By the time Felder complained to the police, the civil case had gone against him. The original default judgment was thrown out, and another judge found that Hill was the victim in the case because she could have suffered far-reaching negative repercussions to her own business and ability to publish. Hill accused Felder of trying to use the RCIPS to achieve what he had failed to get from the civil action.
But she said she was not all that surprised that the DPP’s office had pursued this complaint and was continuing what she maintains is their relentless pursuit of her in what will be the eighth courtroom battle Hill has engaged in with the authorities.
CNS contacted both the RCIPS and the DPP about Hill’s allegations and followed up on our initial correspondence. However, there has been no response to our questions about this accusation of victimisation, and the police have not confirmed the charges against Hill. She said that she has yet to receive the necessary paperwork relating to these charges or a summons for court.
Hill (née Catron) first went toe to toe with the crown in Summary Court in 2010 over charges of dog theft in relation to a stray animal she had rescued. She represented herself and the charges were dismissed. Charges that she damaged a commercial unit when she removed shelves after moving out at the end of a lease were also dismissed in the same year.
In 2016, again representing herself, she won a judicial review case over an unlawful search warrant in relation to allegations of abuse of an ICT network, one of three times the DPP’s office charged her with this offence. One was withdrawn ahead of trial, another resulted in no conviction being recorded and a third, in which she was convicted in 2020, is pending an appeal.
In 2016 charges of fraud in relation to the controversial Nation Building Fund were also dismissed. Despite a catalogue of concerns and complaints over the abuse of that fund, Hill remains the only person ever charged in relation to it. As a result, this has fuelled Hill’s ongoing concerns that she is being intentionally harassed, not just because of her successful courtroom battles, but over objections to how she uses her popular site and social media platforms.
Hill is well known for her efforts to push the boundaries on free speech, especially some of Cayman’s more restrictive practices when it comes to what happens in the courtroom and what can and cannot be published.
Hill also claims that in yet another matter, the police have threatened her with charges unless she removes stories posted on the site relating to a controversial case in the Grand Court.
Hill and other media, including CNS, reported on the prosecution of Evita Dixon, a former legal executive with the Office of Director of Public Prosecutions (ODPP), who was charged with a breach of trust. Dixon, who denied the charges and was acquitted by a jury, had implied that the prosecution of her might have been fuelled by improper motives. Dixon had alleged that the office was a toxic environment where black and Caymanian staff members were discriminated against during the period when Patrick Moran was the director.
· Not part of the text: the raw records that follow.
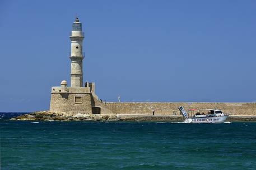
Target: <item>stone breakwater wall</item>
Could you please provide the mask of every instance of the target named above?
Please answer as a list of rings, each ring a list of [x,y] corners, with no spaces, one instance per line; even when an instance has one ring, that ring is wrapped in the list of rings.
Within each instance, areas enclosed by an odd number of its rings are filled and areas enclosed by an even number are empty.
[[[179,115],[178,108],[180,106],[183,106],[186,110],[218,109],[232,115],[256,116],[256,103],[108,102],[104,106],[117,114],[151,115],[154,110],[155,115]]]
[[[89,90],[84,92],[52,92],[50,111],[103,115],[152,115],[155,110],[155,115],[179,115],[178,108],[180,106],[183,106],[187,111],[189,109],[218,109],[232,115],[256,116],[256,103],[102,103],[99,101],[94,93]],[[207,112],[206,111],[205,113]]]

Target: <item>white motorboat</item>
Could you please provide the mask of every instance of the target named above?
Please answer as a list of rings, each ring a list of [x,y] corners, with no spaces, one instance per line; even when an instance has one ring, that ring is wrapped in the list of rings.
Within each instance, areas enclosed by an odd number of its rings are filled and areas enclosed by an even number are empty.
[[[184,122],[192,123],[219,123],[224,122],[227,119],[229,114],[224,114],[219,109],[193,109],[190,111],[196,111],[196,114],[191,114],[189,115],[184,109],[183,106],[178,108],[181,115],[185,118]],[[204,113],[204,112],[208,112]]]

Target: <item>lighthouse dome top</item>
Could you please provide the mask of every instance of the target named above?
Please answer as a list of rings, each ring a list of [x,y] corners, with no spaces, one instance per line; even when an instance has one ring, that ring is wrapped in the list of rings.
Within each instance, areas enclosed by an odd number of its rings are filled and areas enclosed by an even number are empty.
[[[67,84],[68,83],[66,80],[62,80],[60,82],[60,85],[67,86]]]
[[[72,23],[72,31],[82,31],[82,23],[79,22],[78,17],[76,17],[75,22]]]

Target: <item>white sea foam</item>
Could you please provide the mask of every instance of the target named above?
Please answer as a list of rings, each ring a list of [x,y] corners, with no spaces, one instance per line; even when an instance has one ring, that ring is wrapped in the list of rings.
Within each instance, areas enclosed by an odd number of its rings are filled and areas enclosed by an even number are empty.
[[[224,122],[224,123],[231,123],[230,122]]]

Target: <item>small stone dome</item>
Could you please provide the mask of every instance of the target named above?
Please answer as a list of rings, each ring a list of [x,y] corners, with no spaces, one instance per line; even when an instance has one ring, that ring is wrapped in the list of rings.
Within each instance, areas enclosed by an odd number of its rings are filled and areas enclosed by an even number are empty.
[[[67,82],[67,81],[66,80],[62,80],[60,82],[60,85],[65,85],[67,86],[68,83]]]

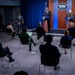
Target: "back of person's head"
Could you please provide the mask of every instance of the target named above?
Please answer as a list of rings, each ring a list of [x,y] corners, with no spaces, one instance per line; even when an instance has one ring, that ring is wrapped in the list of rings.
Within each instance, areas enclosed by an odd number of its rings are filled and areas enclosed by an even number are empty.
[[[66,30],[66,31],[64,32],[64,35],[65,35],[65,36],[68,36],[68,35],[69,35],[69,31]]]
[[[14,73],[14,75],[28,75],[28,73],[25,71],[17,71]]]
[[[70,22],[70,27],[74,27],[74,22],[73,21]]]
[[[53,41],[53,36],[52,35],[47,35],[46,36],[46,42],[51,43]]]
[[[26,26],[24,26],[24,27],[22,28],[22,32],[23,32],[23,33],[26,33],[26,32],[27,32]]]
[[[8,25],[12,25],[12,22],[9,22]]]

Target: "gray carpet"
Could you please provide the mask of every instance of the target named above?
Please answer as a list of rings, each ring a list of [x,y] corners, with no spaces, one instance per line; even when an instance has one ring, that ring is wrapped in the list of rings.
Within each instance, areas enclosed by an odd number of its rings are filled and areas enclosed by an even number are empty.
[[[59,35],[59,34],[52,34]],[[61,34],[60,34],[61,35]],[[61,35],[62,36],[62,35]],[[54,36],[52,44],[58,47],[61,36]],[[6,33],[0,33],[0,40],[3,45],[8,45],[10,50],[13,52],[12,57],[15,59],[13,63],[8,62],[8,58],[4,57],[3,64],[4,65],[3,72],[0,75],[13,75],[16,71],[24,70],[28,72],[29,75],[39,75],[39,64],[40,64],[40,52],[39,45],[43,44],[43,38],[37,40],[36,34],[32,35],[33,40],[37,43],[36,46],[32,45],[32,52],[29,52],[28,45],[22,46],[20,45],[19,50],[19,38],[16,36],[15,39],[11,39],[10,35]],[[58,47],[59,48],[59,47]],[[72,58],[70,58],[70,50],[67,50],[67,54],[64,54],[62,51],[62,55],[60,58],[60,72],[59,75],[75,75],[75,47],[72,47]],[[1,64],[1,60],[0,60]],[[12,66],[13,64],[13,66]],[[8,66],[8,67],[7,67]],[[1,67],[1,65],[0,65]],[[43,66],[41,66],[41,74],[43,73]],[[47,68],[46,75],[55,75],[53,68]]]

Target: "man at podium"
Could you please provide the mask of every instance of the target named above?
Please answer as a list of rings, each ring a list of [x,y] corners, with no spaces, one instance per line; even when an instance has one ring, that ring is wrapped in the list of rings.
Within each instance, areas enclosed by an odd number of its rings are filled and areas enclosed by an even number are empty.
[[[47,7],[45,9],[45,12],[43,14],[43,20],[47,20],[47,25],[48,25],[48,32],[50,31],[50,21],[51,21],[51,16],[52,16],[52,13],[51,11],[49,10],[49,8]]]

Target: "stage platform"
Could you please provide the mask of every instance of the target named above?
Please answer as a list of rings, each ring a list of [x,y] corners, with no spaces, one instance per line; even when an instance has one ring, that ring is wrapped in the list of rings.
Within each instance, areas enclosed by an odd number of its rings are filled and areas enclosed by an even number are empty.
[[[33,35],[36,35],[36,28],[35,29],[27,29],[27,31],[30,31],[30,32],[33,32]],[[64,35],[64,29],[50,29],[50,31],[48,33],[46,33],[47,35],[48,34],[51,34],[53,36],[58,36],[58,37],[61,37]]]

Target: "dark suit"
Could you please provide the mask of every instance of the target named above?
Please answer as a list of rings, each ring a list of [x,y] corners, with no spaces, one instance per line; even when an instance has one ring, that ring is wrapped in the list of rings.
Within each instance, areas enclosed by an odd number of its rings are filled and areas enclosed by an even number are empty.
[[[51,44],[40,45],[41,63],[47,66],[57,66],[59,64],[60,53],[57,47]]]
[[[69,30],[70,36],[72,36],[72,38],[74,38],[75,37],[75,28],[71,27],[71,28],[68,28],[68,30]]]
[[[62,45],[63,48],[71,47],[71,36],[62,36],[60,39],[60,45]]]
[[[17,25],[18,25],[18,31],[20,31],[21,28],[22,28],[22,24],[24,23],[23,17],[22,16],[20,16],[20,18],[17,17],[16,22],[17,22]]]
[[[50,21],[51,21],[51,16],[52,16],[51,11],[45,11],[43,16],[45,17],[45,20],[47,20],[48,31],[50,31]]]

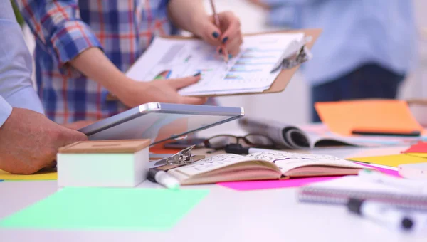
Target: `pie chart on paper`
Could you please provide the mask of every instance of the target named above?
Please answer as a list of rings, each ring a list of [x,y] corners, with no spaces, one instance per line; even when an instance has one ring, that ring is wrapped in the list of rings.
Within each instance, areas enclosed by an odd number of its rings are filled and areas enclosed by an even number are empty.
[[[170,70],[164,70],[159,73],[157,75],[156,75],[154,80],[168,79],[169,77],[171,75],[172,72],[172,71]]]

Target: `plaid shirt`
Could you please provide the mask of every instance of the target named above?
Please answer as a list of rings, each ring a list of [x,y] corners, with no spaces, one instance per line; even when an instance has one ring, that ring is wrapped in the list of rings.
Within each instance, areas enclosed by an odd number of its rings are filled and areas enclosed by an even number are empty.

Hill told CNS she would not be silenced by the DPP’s threats. After the alleged visit, about which she accuses the DPP’s office of doing no less than what they are now charging her for, she said she had refused to remove the related news reports.
“I refused and told them that no one should be brokering such a deal in a covert effort to silence the media. If I am being charged, then their officers should also be charged,” she said, insisting her offer to Felder was a legitimate part of a defamation negotiation to end a costly and distracting legal battle.
Since the visit from the police in relation to the Dixon case, Hill said she has made a report to the police commissioner. In the meantime, she said she plans to drum up attention for what she believes is the victimisation she is experiencing by the authorities here with human rights groups at home and abroad to fight for free speech in a country “hell-bent on criminalising it”.